While the order applies to all sites on ‘federal land,’ the vast majority of statues and monuments, including the hundreds of disputed confederate statues, are either on state or municipal land and thus beyond the reach of federal control, including the equestrian statue of Robert E Lee, in Charlottesville, Virginia, certainly one of the most contested monuments in America. Global Insight has previously reported on the dispute over the Lee statue (‘Black Lives Matter: General Lee’s last stand’), and the IBA has included a case study on the statue in its 2021 online publication, Contested Histories in Public Spaces: Principles, Processes, Best Practices. 

As draconian, Orwellian and occasionally legally tenuous as the flurry of Trump’s executive orders related to American history may appear, they can in fact prove to be ephemeral executive actions, since they are ultimately subjected to the discretion and prerogatives of subsequent presidents and their executive orders.The Obama administration changed the name of Mount McKinley to Denali only to have the Trump administration reverse the decision.


Similarly, Trump’s first term executive order establishing a ‘Garden of Heroes’ was rescinded by President Biden with an executive order, only to have Trump rescind the Biden rescission.
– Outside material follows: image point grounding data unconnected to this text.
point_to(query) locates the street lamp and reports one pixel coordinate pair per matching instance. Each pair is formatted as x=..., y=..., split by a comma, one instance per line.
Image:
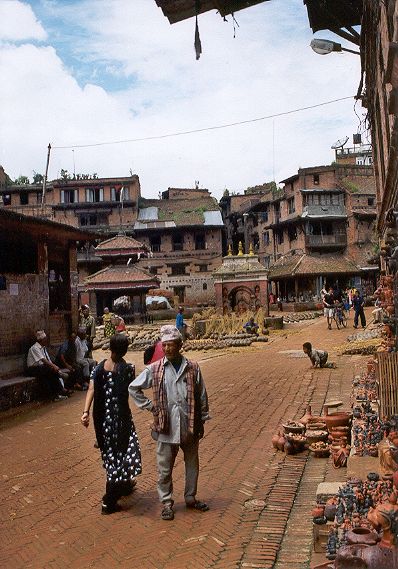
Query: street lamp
x=324, y=47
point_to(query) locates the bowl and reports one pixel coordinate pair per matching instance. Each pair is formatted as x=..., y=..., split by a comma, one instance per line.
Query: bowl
x=339, y=419
x=293, y=427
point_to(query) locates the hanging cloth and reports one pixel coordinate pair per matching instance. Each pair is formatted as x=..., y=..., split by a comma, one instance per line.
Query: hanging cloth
x=198, y=43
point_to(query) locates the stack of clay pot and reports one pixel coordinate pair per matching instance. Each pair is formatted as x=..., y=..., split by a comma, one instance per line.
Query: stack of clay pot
x=337, y=423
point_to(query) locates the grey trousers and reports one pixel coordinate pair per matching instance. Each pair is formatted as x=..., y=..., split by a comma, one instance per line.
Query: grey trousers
x=166, y=454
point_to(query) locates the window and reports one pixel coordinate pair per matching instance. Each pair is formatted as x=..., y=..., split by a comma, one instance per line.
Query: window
x=24, y=198
x=292, y=233
x=69, y=196
x=200, y=241
x=155, y=243
x=116, y=194
x=94, y=195
x=177, y=270
x=89, y=219
x=178, y=242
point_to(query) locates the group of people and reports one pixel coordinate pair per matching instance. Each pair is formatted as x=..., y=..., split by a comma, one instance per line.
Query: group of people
x=334, y=298
x=68, y=371
x=179, y=407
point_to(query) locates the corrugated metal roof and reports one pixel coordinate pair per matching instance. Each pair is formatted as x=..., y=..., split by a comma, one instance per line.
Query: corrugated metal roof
x=154, y=224
x=148, y=214
x=213, y=218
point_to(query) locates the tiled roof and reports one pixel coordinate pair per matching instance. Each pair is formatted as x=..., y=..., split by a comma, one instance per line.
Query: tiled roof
x=181, y=211
x=121, y=276
x=120, y=242
x=296, y=265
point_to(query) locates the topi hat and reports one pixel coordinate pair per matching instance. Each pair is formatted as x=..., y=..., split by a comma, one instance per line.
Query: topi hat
x=169, y=333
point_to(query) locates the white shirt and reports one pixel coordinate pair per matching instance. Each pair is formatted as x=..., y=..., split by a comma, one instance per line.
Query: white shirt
x=36, y=354
x=176, y=392
x=81, y=348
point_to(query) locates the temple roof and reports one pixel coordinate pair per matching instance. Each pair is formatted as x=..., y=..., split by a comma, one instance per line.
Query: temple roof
x=121, y=277
x=300, y=265
x=120, y=245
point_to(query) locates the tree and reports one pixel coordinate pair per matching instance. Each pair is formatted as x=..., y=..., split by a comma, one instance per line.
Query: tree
x=22, y=181
x=37, y=178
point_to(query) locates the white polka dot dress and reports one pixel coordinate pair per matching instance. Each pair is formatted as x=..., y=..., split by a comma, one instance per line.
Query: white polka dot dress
x=120, y=466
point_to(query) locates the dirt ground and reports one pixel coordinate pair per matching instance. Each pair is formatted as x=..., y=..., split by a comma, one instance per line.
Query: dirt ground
x=53, y=480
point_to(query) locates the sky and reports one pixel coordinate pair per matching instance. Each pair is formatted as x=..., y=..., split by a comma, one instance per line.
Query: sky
x=82, y=72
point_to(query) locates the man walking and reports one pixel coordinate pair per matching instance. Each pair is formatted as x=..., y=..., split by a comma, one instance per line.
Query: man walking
x=180, y=407
x=358, y=303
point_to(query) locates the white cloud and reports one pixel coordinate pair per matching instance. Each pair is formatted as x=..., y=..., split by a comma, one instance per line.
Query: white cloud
x=18, y=22
x=267, y=68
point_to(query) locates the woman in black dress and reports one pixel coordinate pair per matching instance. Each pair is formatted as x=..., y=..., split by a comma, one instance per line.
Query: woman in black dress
x=113, y=423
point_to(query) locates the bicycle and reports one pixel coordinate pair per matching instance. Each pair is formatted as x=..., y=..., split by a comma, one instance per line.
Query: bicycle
x=339, y=316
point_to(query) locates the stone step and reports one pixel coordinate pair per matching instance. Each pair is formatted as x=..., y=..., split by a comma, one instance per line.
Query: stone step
x=17, y=390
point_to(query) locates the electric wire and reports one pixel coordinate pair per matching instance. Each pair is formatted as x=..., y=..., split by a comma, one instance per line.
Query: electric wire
x=204, y=129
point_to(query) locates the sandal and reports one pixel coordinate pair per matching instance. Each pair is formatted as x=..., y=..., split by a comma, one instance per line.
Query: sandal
x=197, y=505
x=167, y=513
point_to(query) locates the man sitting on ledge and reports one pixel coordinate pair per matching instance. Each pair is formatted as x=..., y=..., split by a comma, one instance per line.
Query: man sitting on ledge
x=40, y=365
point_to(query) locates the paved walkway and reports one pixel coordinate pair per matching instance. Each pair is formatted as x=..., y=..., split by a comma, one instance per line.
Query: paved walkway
x=52, y=478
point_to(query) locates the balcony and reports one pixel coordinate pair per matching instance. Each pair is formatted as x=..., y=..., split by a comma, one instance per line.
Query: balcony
x=326, y=241
x=323, y=211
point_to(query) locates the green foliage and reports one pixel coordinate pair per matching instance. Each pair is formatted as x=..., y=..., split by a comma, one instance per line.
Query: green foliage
x=22, y=181
x=37, y=178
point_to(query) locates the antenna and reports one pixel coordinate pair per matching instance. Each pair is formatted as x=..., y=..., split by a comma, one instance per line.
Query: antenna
x=340, y=143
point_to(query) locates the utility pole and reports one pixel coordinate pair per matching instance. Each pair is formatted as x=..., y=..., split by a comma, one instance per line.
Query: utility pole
x=43, y=196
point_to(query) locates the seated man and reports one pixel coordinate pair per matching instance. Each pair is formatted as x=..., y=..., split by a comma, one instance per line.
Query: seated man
x=66, y=358
x=251, y=327
x=40, y=365
x=86, y=364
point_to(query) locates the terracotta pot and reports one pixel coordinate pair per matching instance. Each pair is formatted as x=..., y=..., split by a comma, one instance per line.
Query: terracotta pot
x=275, y=440
x=281, y=442
x=318, y=511
x=341, y=418
x=362, y=535
x=307, y=416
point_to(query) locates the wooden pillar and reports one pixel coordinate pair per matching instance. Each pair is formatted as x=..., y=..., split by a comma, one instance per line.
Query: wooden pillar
x=42, y=258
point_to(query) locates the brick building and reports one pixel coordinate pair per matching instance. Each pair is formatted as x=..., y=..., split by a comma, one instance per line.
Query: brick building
x=325, y=212
x=38, y=284
x=184, y=232
x=183, y=229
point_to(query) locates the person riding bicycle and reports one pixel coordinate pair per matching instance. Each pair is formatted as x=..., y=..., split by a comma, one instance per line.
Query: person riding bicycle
x=329, y=304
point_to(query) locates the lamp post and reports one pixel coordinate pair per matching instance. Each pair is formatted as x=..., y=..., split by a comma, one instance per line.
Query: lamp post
x=324, y=47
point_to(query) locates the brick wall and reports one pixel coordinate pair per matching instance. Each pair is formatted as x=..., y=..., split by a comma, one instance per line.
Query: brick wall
x=22, y=315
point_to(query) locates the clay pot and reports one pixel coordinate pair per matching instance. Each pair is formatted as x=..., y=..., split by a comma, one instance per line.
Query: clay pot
x=318, y=511
x=281, y=443
x=289, y=448
x=341, y=418
x=362, y=535
x=330, y=512
x=307, y=416
x=275, y=440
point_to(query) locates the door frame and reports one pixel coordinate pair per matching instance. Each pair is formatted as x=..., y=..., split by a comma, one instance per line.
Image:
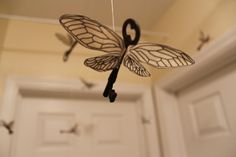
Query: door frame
x=16, y=86
x=217, y=55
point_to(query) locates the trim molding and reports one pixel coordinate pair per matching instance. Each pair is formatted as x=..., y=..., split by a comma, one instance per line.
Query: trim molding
x=18, y=86
x=217, y=54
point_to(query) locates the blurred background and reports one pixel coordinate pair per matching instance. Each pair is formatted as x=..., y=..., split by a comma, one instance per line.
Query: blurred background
x=204, y=101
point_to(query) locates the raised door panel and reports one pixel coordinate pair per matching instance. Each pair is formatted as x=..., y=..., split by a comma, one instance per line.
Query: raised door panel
x=208, y=116
x=51, y=127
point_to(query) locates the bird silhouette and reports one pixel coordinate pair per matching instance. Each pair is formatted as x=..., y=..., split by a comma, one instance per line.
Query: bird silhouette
x=72, y=130
x=87, y=84
x=7, y=126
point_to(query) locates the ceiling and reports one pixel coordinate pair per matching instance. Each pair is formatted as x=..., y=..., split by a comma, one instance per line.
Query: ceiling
x=146, y=13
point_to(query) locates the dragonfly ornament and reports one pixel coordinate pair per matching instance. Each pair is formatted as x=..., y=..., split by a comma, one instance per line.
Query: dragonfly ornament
x=93, y=35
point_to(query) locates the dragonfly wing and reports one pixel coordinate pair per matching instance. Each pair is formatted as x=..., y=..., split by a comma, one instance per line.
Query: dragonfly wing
x=159, y=56
x=103, y=63
x=91, y=34
x=134, y=66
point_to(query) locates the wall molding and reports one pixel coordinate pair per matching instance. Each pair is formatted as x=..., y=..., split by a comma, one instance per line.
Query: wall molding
x=215, y=56
x=19, y=86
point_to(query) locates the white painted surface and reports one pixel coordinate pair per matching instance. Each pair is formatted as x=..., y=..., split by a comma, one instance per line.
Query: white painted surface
x=134, y=103
x=196, y=105
x=208, y=115
x=104, y=129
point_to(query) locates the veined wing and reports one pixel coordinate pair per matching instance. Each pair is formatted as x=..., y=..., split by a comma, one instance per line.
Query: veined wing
x=103, y=63
x=135, y=66
x=91, y=34
x=159, y=56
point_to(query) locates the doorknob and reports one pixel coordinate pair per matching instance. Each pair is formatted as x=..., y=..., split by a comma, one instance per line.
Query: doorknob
x=73, y=130
x=7, y=126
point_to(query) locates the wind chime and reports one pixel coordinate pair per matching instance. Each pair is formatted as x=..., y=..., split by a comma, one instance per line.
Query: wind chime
x=93, y=35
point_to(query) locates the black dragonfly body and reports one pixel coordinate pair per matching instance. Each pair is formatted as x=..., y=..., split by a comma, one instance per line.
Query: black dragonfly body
x=93, y=35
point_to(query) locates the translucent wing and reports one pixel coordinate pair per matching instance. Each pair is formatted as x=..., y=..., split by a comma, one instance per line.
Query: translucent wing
x=135, y=66
x=91, y=34
x=159, y=56
x=103, y=63
x=63, y=39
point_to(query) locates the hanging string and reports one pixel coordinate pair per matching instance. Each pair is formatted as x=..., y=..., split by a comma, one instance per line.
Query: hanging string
x=113, y=15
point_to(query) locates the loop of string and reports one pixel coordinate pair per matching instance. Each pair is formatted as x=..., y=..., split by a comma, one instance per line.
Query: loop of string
x=113, y=15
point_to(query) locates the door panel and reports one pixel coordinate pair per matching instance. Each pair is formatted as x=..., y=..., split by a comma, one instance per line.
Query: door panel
x=208, y=116
x=71, y=127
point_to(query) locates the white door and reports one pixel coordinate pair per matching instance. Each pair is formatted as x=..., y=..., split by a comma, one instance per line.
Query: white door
x=58, y=127
x=208, y=115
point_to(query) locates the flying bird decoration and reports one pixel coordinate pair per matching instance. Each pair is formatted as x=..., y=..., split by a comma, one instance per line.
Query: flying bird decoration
x=8, y=126
x=203, y=38
x=93, y=35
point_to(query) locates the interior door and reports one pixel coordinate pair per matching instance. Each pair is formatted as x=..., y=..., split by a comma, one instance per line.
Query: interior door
x=207, y=111
x=62, y=127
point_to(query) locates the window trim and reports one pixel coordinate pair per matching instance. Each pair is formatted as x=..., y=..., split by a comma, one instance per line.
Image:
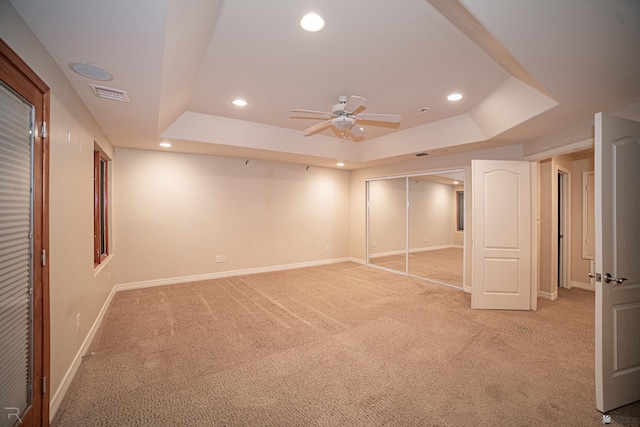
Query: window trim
x=100, y=207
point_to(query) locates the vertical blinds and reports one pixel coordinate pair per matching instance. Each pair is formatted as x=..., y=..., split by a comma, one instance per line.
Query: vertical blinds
x=16, y=136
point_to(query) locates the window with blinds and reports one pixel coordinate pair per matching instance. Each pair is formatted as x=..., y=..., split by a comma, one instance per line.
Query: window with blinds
x=16, y=250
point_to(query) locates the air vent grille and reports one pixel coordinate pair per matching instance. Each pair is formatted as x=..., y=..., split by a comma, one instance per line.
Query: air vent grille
x=110, y=93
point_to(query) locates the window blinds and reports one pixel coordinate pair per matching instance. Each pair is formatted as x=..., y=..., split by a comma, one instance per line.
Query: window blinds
x=16, y=136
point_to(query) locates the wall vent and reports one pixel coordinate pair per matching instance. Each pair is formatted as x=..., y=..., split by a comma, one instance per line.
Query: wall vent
x=110, y=93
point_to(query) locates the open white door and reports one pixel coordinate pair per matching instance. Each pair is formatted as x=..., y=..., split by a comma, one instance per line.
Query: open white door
x=501, y=206
x=617, y=203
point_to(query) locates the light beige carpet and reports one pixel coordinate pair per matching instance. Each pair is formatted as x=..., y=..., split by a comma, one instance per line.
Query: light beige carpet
x=338, y=345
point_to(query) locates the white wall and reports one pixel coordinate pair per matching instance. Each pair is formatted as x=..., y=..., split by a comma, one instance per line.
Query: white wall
x=175, y=212
x=75, y=287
Executive orders exist on presidential prerogative, subject to personal whims, easily signed and easily rescinded. Not so with a piece of legislation, which makes the House of Representatives Bill H.R. 792 more troubling than Executive Order 14253. 

H.R. 792 was introduced on 28 January, in the first session of the 119th Congress, by Anna Paulina Luna, the Republican representative for Florida's 13th congressional district. The proposed Luna legislation has attracted much less attention than the Trump executive orders, but its impact may ultimately prove to be more enduring and impactful on America’s commemorative landscape. H.R. 792 reads: ‘The Secretary of the Interior, acting through the Director of the National Park Service, shall arrange for the carving of the figure of President Donald J. Trump on Mount Rushmore National Memorial.’

Harriet Senie is a leading authority on public monuments and author of the recent book Monumental Controversies: Mount Rushmore, Four Presidents, and the Quest for National Unity. ‘To start with basics, Mount Rushmore technically belongs to the Lakota Sioux,’ Senie observes. ‘The US now “owns it” based on a broken treaty.’ Senie adds that the inclusion of Donald Trump as the fifth presidential visage on the mountain ‘would be a desecration of a monument that stands for national identity, probably right after the Statue of Liberty, which has also been made a mockery of by Trump.’

The draft legislation is currently with the House Committee on Natural Resources, where it will be scrutinised and debated, before moving to the House of Representatives for a vote. A simple majority will move H.R. 792 to the Senate, then to the President Trump’s desk in the Oval Office for signature, after which it becomes law. Then the carving begins.